A 215 quilômetros da capital síria, Damasco, Palmira tem um passado de proporções míticas: espécie de encruzilhada entre o Ocidente e o Oriente, caldeirão multiétnico e multicultural, cuja fama data da Antiguidade. Em 2015, as ruínas da cidade foram tomadas pelo grupo terrorista Estado Islâmico, que reduziu a entulho seus monumentos multisseculares.
Logo, pode-se imaginar que "Palmira", montagem de Bertrand Lesca e Nasi Voutsas, se debruce sobre os diversos e complexos aspectos do conflito armado sírio, responsável por ceifar a vida de quase meio milhão de pessoas e deflagrar uma crise humanitária de dimensões globais.
Mas o nome da peça é uma pista falsa: a manchete do noticiário internacional serve à dupla de atores-diretores apenas como alegoria em uma comédia leve, com acenos ao clown e ao humor físico.
Tais recursos, normalmente associados a figurinos e maquiagens caricatos, aqui se contrapõem à total ausência de cenografia ou adereços, o que confere à montagem um caráter experimental, realçado pela dramaturgia minimalista de Louise Stephens.
Não há personagens —a dupla franco-britânica interpreta a si mesma— e as cenas são apenas esboços de programas performáticos e esquetes com dispositivos dramáticos: um skate, um martelo, um prato que se espatifa no chão.
Esses elementos e linguagens, aparentemente díspares, harmonizam-se como conjunto, sobretudo quando usados para dramatizar a relação entre os artistas e seu processo criativo, ambos conflituosos.

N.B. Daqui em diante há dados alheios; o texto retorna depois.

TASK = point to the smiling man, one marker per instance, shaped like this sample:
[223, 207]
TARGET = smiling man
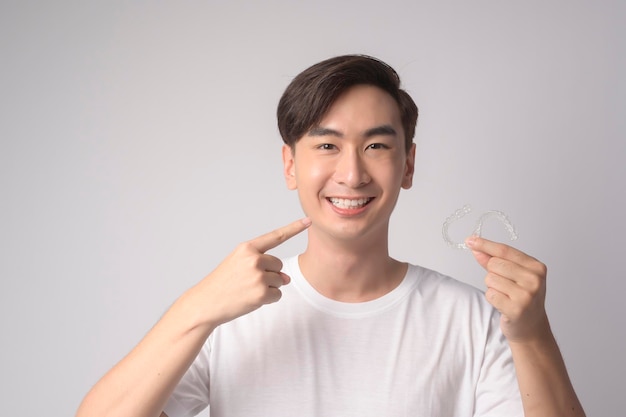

Uma das discussões, inclusive, é vista pelo público pela tela de um computador, numa possível alusão às execuções realizadas pelo Estado Islâmico, transmitidas do anfiteatro de Palmira via internet para todo o mundo.
IRRACIONAL
A pantomima cômica dos performers guarda consigo uma certa irracionalidade agressiva. Uma latente e crescente tensão impregna o palco e a plateia, a todo o tempo interpelada pelos atores. Mas a comunicação entre intérpretes e público não se estabelece por completo. A falha é proposital, pois, entre outras camadas de significação, "Palmira" é uma meditação sobre o fracasso do diálogo como elemento fundante da civilização.
Conjunto de soluções poéticas usadas para dar corpo a abstrações, o espetáculo é um veículo acessível para um discurso denso. Contudo, as ideias que movem a encenação acabam por ser mais instigantes que o resultado cênico propriamente dito.
A montagem busca precisar o momento em que o verniz civilizatório cede sob a pressão da barbárie, cuja força é capaz de detonar um conflito armado. Os encenadores, no entanto, preferem oferecer provocações a respostas. Como se aceitassem a própria incapacidade de abranger a complexidade de uma guerra civil orquestrada por interesses vários.